Lo lancia Galletti dell’Asbuc di San Gregorio e Paganica, che scrive a Comune, Provincia e prefettura: «Esiste un reale e drammatico pericolo che incombe sull’abitato. Servono interventi immediati»

L’AQUILA. «Il torrente Raiale è ostruito dai tronchi». È, questo, l’allarme lanciato dall’Asbuc di Paganica e San Gregorio che, senza utilizzare mezzi termini, parla di «reale e drammatico pericolo che incombe sull’abitato di Paganica».
Lo fa in una lettera, corredata da foto che documentano il pericolo, inviata al Comune dell’Aquila, alla Provincia e alla prefettura, chiedendo «interventi immediati». La paura è quella per alluvioni, mentre negli occhi di tutti scorrono le immagini della tragedia delle Marche. La segnalazione di pericolo, con contestuale richiesta di immediato intervento, è stata infatti inviata «alla luce dei recenti fatti accaduti nella regione Marche e visti i numerosi fatti di cronaca legati agli avversi fenomeni atmosferici sempre più violenti e dannosi per le attività antropiche».
Spiega Fernando Galletti, presidente dell’Amministrazione separata degli usi civici delle due frazioni aquilane, nella missiva: «L’alveo del torrente Raiale, nel tratto tra Paganica ed Assergi, risulta ingombro di numerosi tronchi di alberature cadute al suolo, o ancora pericolanti, arbusti e altro, e necessita di urgente ed appropriato intervento di manutenzione, bonifica e sgombero del legname». L'allarme è quindi per il tratto che attraversa la Valle del Vasto, Assergi e Camarda e la località di Valleverde e della Madonna d’Appari, sino alla zona detta Pontignone e la popolosa frazione di Paganica ad est della città dell’Aquila.

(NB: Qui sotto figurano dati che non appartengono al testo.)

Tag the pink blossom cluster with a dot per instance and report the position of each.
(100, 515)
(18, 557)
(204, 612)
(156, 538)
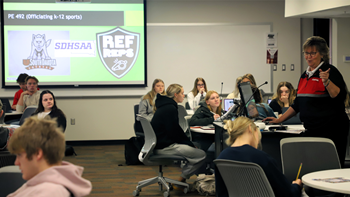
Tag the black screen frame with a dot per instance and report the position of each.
(83, 86)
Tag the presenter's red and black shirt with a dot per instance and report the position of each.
(317, 109)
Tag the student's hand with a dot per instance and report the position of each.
(298, 182)
(284, 99)
(324, 75)
(271, 120)
(216, 116)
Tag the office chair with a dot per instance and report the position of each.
(309, 151)
(137, 125)
(244, 179)
(10, 180)
(27, 113)
(147, 157)
(182, 121)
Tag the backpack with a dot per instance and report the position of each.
(205, 185)
(69, 151)
(132, 149)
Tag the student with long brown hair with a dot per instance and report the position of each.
(209, 110)
(198, 92)
(284, 97)
(147, 101)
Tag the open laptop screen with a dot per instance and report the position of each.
(227, 104)
(248, 101)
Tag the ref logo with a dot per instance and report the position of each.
(118, 50)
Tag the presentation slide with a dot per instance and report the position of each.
(74, 44)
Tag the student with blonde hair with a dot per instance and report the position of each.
(209, 110)
(147, 101)
(198, 92)
(244, 139)
(171, 139)
(39, 146)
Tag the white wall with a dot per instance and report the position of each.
(341, 46)
(298, 7)
(307, 25)
(112, 118)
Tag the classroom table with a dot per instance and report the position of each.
(270, 141)
(343, 187)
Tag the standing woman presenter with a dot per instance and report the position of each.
(198, 93)
(321, 98)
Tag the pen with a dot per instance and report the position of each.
(301, 164)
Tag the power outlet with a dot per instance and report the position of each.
(283, 67)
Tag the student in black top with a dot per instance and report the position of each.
(243, 141)
(321, 98)
(171, 139)
(209, 110)
(47, 106)
(284, 97)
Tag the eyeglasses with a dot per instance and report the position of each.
(312, 54)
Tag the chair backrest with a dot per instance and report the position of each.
(27, 112)
(182, 121)
(244, 179)
(137, 125)
(315, 154)
(150, 140)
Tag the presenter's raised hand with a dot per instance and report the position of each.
(324, 75)
(284, 100)
(271, 120)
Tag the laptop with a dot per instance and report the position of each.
(227, 104)
(6, 105)
(293, 120)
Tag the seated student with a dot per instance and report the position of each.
(39, 146)
(235, 94)
(30, 96)
(146, 104)
(243, 141)
(47, 106)
(198, 93)
(21, 82)
(284, 97)
(209, 110)
(263, 108)
(171, 139)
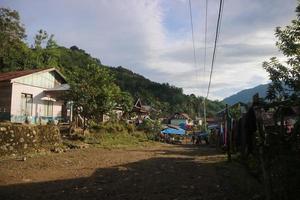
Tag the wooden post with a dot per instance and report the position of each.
(228, 135)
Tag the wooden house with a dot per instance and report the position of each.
(181, 118)
(33, 96)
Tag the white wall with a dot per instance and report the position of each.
(38, 104)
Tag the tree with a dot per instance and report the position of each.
(286, 78)
(125, 101)
(93, 92)
(14, 53)
(10, 25)
(39, 38)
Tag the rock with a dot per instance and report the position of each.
(3, 147)
(57, 150)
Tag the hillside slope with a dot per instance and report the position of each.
(246, 95)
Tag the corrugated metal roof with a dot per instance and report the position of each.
(7, 76)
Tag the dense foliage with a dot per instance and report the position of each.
(286, 78)
(94, 86)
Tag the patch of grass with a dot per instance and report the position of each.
(118, 140)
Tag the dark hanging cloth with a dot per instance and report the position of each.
(250, 126)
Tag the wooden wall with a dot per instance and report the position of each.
(5, 100)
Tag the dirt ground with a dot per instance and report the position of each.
(158, 172)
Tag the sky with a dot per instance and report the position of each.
(153, 37)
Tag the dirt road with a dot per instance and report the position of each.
(160, 172)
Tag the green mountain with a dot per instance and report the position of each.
(246, 95)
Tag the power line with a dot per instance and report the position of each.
(193, 38)
(215, 44)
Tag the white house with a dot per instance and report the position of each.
(180, 118)
(32, 95)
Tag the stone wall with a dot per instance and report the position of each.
(21, 139)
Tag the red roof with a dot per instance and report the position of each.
(7, 76)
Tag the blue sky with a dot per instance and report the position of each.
(153, 37)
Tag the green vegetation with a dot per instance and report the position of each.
(109, 135)
(95, 87)
(286, 78)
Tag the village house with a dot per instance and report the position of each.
(181, 118)
(33, 96)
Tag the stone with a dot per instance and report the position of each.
(3, 147)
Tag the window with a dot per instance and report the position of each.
(26, 104)
(48, 109)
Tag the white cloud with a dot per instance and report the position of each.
(153, 37)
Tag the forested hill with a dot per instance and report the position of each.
(246, 95)
(162, 96)
(16, 54)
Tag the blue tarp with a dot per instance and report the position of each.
(173, 131)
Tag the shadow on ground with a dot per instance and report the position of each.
(164, 176)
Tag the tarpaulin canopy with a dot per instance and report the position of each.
(174, 131)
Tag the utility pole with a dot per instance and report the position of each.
(228, 134)
(204, 113)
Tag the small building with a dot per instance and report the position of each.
(33, 96)
(181, 118)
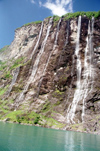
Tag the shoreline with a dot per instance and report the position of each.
(94, 133)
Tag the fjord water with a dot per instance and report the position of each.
(15, 137)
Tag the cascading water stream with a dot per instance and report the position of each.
(88, 71)
(37, 40)
(35, 66)
(16, 73)
(55, 44)
(71, 112)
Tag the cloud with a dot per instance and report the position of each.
(58, 7)
(32, 1)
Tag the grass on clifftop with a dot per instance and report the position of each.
(31, 23)
(76, 14)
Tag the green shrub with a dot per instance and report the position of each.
(4, 48)
(37, 119)
(76, 14)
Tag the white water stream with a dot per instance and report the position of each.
(83, 86)
(55, 44)
(88, 69)
(16, 73)
(71, 112)
(35, 66)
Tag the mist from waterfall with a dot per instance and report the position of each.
(85, 85)
(35, 66)
(88, 73)
(71, 111)
(55, 44)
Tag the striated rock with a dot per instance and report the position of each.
(40, 80)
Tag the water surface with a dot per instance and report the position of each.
(15, 137)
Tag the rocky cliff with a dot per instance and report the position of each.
(50, 74)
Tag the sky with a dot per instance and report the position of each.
(15, 13)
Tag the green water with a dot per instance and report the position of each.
(15, 137)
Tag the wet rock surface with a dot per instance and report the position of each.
(50, 93)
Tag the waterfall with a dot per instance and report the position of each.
(88, 69)
(71, 112)
(67, 35)
(35, 66)
(55, 44)
(37, 40)
(16, 73)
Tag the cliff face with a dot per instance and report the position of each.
(50, 75)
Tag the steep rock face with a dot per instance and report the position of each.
(40, 80)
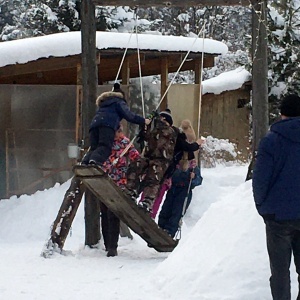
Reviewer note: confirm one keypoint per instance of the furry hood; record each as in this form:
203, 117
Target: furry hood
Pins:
106, 95
187, 128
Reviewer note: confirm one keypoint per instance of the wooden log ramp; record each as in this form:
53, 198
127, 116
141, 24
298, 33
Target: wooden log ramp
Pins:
95, 180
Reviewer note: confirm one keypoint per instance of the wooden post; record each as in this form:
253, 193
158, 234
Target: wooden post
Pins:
89, 91
125, 72
63, 222
259, 72
164, 82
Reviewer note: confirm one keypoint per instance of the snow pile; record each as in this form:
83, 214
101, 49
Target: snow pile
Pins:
221, 256
227, 81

Continua Galletti sulle condizioni del torrente Raiale e del suo alveo: «Questo lungo tratto del torrente, a nostra memoria non è mai stato oggetto di manutenzione, se non nella misura del piccolo volontariato locale. Precisiamo che la nostra Asbuc, per quanto riguarda il tratto che va dal Santuario della Madonna d’Appari fino all’altezza dell’abitato di Paganica e zona cimitero (circa 800 metri), provvede periodicamente, per quanto nelle nostre piccole possibilità, alla manutenzione e pulitura dell’alveo, ma non siamo né competenti, né economicamente e materialmente abilitati a farci carico dei lavori necessari per mettere l’area in sicurezza».

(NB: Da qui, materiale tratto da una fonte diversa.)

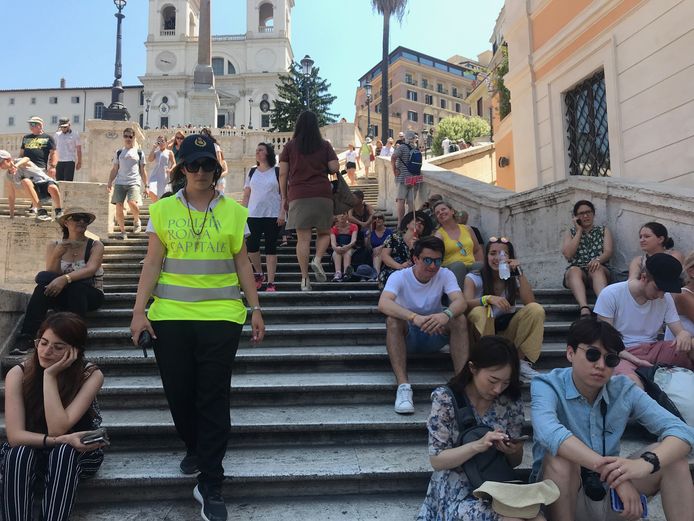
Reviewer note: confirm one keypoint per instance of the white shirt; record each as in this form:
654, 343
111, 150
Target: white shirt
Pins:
66, 145
265, 193
638, 323
423, 299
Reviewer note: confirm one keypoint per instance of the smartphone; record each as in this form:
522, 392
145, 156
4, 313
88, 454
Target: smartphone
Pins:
618, 506
97, 436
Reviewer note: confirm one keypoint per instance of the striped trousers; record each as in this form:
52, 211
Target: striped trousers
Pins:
60, 467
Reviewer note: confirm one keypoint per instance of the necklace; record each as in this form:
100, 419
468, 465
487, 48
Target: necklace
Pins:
190, 216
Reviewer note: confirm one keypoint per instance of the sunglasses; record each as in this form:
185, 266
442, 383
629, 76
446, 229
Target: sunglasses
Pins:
593, 354
79, 217
463, 251
207, 164
428, 261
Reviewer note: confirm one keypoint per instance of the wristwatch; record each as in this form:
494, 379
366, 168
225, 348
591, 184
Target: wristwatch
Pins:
652, 458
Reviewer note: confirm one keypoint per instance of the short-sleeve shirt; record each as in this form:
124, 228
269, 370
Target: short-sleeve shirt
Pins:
37, 148
129, 161
308, 173
418, 297
638, 323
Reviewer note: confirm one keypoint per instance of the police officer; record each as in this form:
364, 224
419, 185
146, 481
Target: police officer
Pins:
196, 267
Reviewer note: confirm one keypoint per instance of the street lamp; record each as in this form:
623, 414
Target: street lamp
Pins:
250, 107
116, 111
148, 102
307, 66
367, 86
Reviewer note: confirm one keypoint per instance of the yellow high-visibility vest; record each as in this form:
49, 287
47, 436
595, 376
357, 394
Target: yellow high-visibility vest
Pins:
198, 279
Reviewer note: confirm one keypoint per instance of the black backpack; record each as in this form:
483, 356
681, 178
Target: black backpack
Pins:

Quindi ancora il presidente dell’Asbuc Galletti, nella frase conclusiva della missiva per Comune, Provincia e prefettura, che dà la misura di quanto l’appello sia sentito nella frazione di Paganica: «Restando a disposizione, invitiamo le autorità vostre a compiere un sopralluogo di verifica di quanto da noi esposto nella presente nota, e per una più chiara valutazione sul campo del reale e drammatico pericolo che incombe sull’abitato di Paganica».